Carbodies Limited is a British company, based at Holyhead Road, Coventry. It started business as a coachbuilder, and now, as The London Taxi Company is best known for its production of London taxicabs.
The business began in 1919, when Robert 'Bobby' Jones, a former general manager at coachbuilder Hollick and Pratt took over the coachbuilding operations of his then employer, timber merchants Gooderhams and set up in business in premises acquired from Thomas Pass in West Orchard, Coventry.
Rather than make bespoke bodies to individual designs, Carbodies set out to produce coachwork to a number of standardised designs for car companies that did not have their own coachbuilding facilities. Their first major customers during the 1920s were MG and Alvis Cars. The scale of a new contract to build bodies for the MG M-Type Midget meant that they needed larger premises and in 1928, they moved to a larger site on Holyhead Road, where they remain to this day. In the 1930s, they supplied bodies for Rover, Invicta and Railton, but by far their biggest and most important customer in that decade was the Rootes Group.
During World War II the company made bodies for military vehicles. They also acquired press tools through the Lend-Lease scheme, which enabled them to make aircraft components. Carbodies also became a limited company at this time, with Bobby Jones as governing director and his son, Ernest Jones managing director.

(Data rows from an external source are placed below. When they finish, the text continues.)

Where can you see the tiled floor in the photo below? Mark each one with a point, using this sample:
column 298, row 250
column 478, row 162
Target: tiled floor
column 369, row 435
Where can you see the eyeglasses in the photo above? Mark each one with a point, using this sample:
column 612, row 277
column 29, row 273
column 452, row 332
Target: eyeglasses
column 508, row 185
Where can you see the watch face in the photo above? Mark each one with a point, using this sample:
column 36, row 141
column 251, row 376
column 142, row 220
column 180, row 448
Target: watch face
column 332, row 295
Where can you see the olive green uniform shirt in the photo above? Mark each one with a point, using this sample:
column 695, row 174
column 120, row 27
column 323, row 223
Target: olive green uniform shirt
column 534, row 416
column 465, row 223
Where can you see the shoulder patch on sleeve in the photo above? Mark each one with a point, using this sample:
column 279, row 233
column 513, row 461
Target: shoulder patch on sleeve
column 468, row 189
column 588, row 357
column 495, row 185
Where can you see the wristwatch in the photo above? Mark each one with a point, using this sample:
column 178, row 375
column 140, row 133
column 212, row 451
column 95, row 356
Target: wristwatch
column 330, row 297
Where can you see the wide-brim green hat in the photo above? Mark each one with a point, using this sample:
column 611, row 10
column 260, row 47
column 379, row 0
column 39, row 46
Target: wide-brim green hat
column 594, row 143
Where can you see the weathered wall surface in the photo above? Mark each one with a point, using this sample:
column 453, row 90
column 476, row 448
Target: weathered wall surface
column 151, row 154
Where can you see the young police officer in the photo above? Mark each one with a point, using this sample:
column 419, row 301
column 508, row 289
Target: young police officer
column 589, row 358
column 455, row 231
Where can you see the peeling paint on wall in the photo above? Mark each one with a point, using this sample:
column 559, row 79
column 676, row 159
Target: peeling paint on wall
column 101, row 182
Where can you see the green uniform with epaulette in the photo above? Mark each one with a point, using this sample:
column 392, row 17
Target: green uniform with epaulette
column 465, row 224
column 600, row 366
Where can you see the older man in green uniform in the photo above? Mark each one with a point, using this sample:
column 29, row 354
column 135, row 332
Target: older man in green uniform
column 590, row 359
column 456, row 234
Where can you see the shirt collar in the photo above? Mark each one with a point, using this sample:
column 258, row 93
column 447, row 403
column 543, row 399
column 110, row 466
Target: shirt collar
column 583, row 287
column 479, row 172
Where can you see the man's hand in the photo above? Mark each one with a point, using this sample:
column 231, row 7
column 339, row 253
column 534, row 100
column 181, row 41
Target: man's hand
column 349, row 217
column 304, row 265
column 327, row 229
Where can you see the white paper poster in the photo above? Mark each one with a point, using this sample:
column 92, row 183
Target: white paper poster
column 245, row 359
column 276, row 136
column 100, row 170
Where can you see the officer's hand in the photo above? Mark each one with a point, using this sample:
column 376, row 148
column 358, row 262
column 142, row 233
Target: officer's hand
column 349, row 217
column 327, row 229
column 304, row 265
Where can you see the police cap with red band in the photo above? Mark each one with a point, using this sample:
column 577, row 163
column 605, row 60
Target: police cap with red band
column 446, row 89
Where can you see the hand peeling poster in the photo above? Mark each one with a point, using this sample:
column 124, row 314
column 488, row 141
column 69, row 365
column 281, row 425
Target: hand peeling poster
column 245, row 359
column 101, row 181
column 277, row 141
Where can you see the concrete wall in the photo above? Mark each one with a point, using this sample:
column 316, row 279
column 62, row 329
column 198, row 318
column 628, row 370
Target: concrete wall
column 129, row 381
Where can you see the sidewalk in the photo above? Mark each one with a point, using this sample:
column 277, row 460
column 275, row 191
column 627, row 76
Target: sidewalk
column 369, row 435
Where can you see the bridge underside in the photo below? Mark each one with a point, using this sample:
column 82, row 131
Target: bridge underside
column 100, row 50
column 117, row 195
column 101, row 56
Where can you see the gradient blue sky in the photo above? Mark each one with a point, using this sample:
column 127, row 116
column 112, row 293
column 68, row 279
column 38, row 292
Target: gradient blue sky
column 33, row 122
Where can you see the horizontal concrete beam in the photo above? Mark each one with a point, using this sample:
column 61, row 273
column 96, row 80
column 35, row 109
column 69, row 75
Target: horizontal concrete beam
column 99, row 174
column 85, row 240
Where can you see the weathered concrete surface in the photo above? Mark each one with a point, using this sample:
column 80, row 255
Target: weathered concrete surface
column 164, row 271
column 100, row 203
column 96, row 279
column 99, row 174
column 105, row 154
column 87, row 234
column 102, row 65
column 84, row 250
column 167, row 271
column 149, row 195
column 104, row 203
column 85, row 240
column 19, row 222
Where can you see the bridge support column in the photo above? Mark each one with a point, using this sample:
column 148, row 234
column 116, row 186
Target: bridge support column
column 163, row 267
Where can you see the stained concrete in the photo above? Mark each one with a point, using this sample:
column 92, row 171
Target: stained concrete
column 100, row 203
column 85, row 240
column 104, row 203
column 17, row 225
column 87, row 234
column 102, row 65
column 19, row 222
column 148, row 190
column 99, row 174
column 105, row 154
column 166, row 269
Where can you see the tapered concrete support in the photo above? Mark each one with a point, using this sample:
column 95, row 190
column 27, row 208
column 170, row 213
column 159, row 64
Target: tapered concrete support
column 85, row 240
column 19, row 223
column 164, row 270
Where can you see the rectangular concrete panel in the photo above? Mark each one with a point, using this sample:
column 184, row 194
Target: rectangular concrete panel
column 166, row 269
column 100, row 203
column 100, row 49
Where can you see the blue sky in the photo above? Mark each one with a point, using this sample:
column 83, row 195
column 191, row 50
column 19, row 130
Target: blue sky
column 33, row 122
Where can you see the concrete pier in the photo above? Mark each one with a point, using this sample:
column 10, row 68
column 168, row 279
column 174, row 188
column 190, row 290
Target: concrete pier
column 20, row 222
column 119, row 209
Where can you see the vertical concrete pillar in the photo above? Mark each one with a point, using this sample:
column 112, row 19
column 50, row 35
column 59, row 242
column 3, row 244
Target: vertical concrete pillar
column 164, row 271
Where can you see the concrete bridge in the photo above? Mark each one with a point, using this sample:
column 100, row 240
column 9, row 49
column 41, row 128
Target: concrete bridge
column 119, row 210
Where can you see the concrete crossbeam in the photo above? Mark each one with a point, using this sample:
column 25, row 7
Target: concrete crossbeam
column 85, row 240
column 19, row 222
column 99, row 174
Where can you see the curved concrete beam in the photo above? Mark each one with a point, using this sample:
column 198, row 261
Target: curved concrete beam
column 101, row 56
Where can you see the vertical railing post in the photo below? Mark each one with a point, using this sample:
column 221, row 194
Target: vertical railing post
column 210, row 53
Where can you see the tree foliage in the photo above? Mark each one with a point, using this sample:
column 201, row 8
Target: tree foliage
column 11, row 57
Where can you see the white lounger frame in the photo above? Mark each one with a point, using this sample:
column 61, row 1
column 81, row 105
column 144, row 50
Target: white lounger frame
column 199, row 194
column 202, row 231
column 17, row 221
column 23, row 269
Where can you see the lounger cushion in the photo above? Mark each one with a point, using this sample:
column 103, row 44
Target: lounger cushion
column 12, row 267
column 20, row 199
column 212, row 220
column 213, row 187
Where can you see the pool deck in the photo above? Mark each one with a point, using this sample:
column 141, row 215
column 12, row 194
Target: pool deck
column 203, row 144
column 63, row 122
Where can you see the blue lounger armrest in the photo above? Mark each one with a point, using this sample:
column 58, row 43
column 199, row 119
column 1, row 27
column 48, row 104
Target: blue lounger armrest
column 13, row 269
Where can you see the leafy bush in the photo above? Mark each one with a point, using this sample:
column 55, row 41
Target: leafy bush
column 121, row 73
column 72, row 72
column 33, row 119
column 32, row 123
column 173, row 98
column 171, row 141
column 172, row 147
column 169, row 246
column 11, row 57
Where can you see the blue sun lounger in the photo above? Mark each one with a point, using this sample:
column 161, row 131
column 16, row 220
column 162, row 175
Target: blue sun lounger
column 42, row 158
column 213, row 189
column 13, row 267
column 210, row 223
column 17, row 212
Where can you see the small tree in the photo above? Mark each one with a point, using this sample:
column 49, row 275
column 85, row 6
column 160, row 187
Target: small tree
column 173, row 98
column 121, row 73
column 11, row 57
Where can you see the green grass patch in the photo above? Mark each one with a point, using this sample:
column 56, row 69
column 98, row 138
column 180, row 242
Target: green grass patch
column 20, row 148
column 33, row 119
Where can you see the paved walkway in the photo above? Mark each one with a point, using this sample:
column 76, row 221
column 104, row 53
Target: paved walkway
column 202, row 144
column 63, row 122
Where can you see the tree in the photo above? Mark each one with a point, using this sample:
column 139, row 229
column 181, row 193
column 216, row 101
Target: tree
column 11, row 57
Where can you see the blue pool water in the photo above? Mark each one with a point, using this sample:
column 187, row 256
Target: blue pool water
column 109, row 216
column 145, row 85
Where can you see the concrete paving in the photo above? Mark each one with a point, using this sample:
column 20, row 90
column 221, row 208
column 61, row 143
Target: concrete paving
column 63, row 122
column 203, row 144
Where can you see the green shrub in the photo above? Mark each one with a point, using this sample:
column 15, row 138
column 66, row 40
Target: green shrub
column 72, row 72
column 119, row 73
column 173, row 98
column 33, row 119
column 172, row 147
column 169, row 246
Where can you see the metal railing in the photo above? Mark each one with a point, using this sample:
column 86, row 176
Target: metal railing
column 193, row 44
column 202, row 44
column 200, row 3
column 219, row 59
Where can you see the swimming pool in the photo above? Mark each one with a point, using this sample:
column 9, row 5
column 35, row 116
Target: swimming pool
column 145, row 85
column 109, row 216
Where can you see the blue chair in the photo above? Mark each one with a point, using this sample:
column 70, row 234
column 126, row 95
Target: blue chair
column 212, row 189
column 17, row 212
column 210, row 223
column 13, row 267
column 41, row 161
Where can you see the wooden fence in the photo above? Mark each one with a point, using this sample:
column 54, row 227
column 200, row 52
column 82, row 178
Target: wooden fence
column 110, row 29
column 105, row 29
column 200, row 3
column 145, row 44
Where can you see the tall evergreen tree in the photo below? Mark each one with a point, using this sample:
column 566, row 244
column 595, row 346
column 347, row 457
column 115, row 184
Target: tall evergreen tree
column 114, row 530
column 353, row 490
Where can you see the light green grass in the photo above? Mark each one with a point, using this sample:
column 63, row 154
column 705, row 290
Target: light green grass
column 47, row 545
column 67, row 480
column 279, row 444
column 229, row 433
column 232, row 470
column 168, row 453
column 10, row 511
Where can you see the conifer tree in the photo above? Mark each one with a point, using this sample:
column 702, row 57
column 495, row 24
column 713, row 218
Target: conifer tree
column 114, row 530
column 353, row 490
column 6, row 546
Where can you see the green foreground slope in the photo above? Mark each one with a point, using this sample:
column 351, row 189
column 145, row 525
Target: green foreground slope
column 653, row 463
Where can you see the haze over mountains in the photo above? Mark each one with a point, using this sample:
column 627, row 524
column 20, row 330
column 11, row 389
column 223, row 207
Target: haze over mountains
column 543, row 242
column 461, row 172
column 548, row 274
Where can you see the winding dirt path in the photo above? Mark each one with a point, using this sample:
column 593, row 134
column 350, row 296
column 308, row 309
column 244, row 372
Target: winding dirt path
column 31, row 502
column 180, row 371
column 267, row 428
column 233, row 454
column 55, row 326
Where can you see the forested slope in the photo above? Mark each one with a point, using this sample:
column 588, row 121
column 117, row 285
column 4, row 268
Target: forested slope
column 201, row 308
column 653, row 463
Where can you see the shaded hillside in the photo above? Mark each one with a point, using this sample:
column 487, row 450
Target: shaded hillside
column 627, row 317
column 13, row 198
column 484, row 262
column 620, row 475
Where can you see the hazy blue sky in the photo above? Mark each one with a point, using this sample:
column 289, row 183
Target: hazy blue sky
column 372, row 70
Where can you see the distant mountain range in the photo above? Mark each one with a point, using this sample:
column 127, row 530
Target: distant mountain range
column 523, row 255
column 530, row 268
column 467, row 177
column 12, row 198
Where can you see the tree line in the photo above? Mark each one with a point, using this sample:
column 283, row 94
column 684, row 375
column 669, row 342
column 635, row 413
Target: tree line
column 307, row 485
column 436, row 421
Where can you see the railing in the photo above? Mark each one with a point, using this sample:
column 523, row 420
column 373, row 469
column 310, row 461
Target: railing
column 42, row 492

After the war Carbodies negotiated with London taxi dealer Mann & Overton and Austin to make bodies for the Austin FX3 taxi as well as finishing and delivering the complete vehicles. They also developed a system for turning modern all-steel saloon cars into convertibles. This work was carried out on the early unit construction Hillman Minx, the Austin Somerset and Hereford, the Ford Mk1 Consul and Zephyr and, later the Mk2 Ford Consul, Zephyr and Zodiac.